[libre-riscv-dev] [isa-dev] Re: FP transcendentals (trigonometry, root/exp/log) proposal

Jacob Lifshay programmerjake at gmail.com
Sat Sep 14 02:33:01 BST 2019


On Fri, Sep 13, 2019, 18:06 lkcl <luke.leighton at gmail.com> wrote:

> On Saturday, September 14, 2019 at 4:56:07 AM UTC+8, Jacob Lifshay wrote:
> > Some notes:
> >
> >
> > I think it may be worthwhile to have separate Ztrans extension names to
> indicate the levels of accuracy that are implemented, allowing a
> low-precision implementation of all instructions outside of F and D while
> having full-precision implementations of F and D for code compatibility.
>
> Hum, hum, don't know. My concern: that would be an NxM table of extension
> names. There are around 8 Ztrans ectensions, times four (so far, just found
> that OpenCL is different from Vulkan so that's 5) which would be 40
> potential different extension names, rather than N+M which would be 12-13.
>

Assuming higher-precision operations are allowed to be used to implement
lower-precision modes, we could have the higher-precision extensions just
imply the lower precision extensions.
alternatively, we could introduce the concept of extension parameters (like
C++ template parameters).

>
> Are any of the permutations "extremely unlikely to be implemented" or
> "forbiddable"?
>
not that I can recall

>
>
>
> >
> > Note that Vulkan requires full ieee754 precision for all F/D
> instructions except for fdiv and fsqrt.
>
> Started investigating, found this
>
> https://www.khronos.org/registry/OpenCL/specs/2.2/html/OpenCL_Env.html#relative-error-as-ulps
>
> which is not Vulkan it's OpenCL, which is *different* from vulkan (sigh) :)
>
> Also this:
>
> https://www.khronos.org/registry/vulkan/specs/1.0/html/vkspec.html#spirvenv-precision-operation


I think that Vulkan and OpenCL are similar enough (and usually both
implemented) that we could just merge the accuracy requirements into a
Vulkan/OpenCL (as well as OpenGL/OpenGL ES) variant, for each operation we
would just require the accuracy to meet both specs.

>
>
> >
> > fdiv and fsqrt are easy enough to implement in full precision using the
> iterative shift-add/shift-sub algorithms that take up similar space to a
> few adders and shift registers and can be shared with the integer divider
> that I think it may be better to just require full precision mode for F/D -
> there can be a separate slow iterative div/sqrt unit if faster
> low-precision fdiv/fsqrt are wanted in the main ALUs. the iterative
> div/sqrt HW would take up much less space than even a multiplier (unless
> multiplication is also iterative, in which case it can also share HW with
> the div/sqrt unit).
>
> Ok so for a hybrid design, where compliance with both IEEE754 and Vulkan
> or OpenCL is required, you are suggesting to do a pipelined (fast, large
> area) OpenCL/Vulkan ALU, with reduced accuracy, and for IEEE754 have a
> blocking Finite State Machine unit which eventually produces the correctly
> rounded answer?
>
Not quite, i'm saying that the base F/D specs should always support the
fully accurate fdiv/fsqrt (but not necessarily stuff like fsinpi and
fatanh) operations even if they're slow, suggesting a implementation
strategy that doesn't require much hardware, can be shared with the integer
divider, and works even on ultra-low-power devices that use an iterative
multiplier. The reason being for compatibility with RVG software, though
that may not be necessary for deeply embedded systems.

>
> The logical reasoning being (recalling some discussions we had a few
> months back), that for "good" 3D you absolutely cannot have blocking
> computations which do not complete in a guaranteed timeframe.
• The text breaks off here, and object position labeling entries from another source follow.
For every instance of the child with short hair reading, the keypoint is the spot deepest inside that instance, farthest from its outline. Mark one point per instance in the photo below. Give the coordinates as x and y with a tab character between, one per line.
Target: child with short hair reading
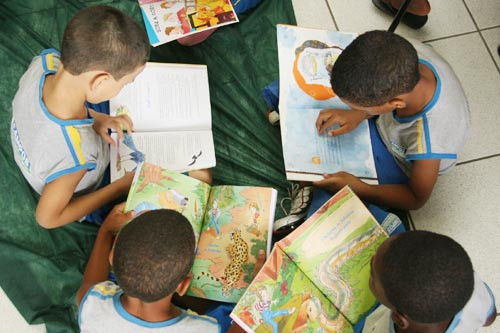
151	258
426	283
422	116
59	136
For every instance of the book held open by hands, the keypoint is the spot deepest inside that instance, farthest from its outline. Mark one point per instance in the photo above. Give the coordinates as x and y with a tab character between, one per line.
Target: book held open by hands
169	105
316	279
306	57
231	225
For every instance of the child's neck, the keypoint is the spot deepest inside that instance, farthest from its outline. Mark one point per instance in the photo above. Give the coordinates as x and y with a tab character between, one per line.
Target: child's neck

> Whereas for standard UNIX workloads that is extremely unlikely to matter.
>
> An augmentation of this idea would be to use NR or other iterative
> algorithm as a microcode final phase based on the output from the less
> accurate pipeline.
>
> >
> > I would expect there to be a fast HW multiplier even on micropower gpus
> because a large proportion of the operations need multiplication so you
> could get a overall several hundred percent speedup over an iterative
> multiplier.
>
> Indeed.
>
> >
> >
> >
> >
> > OpenCL's accuracy requirements are similar to Vulkan's -- full precision
> for neg/abs/add/sub/mul/muladd and reduced requirements for everything else.
>
> Looks like a table is needed on the fpacc page. And OpenCL added as its
> own fpacc table entry.
>
I think OpenCL and Vulkan should share accuracy requirements -- see above.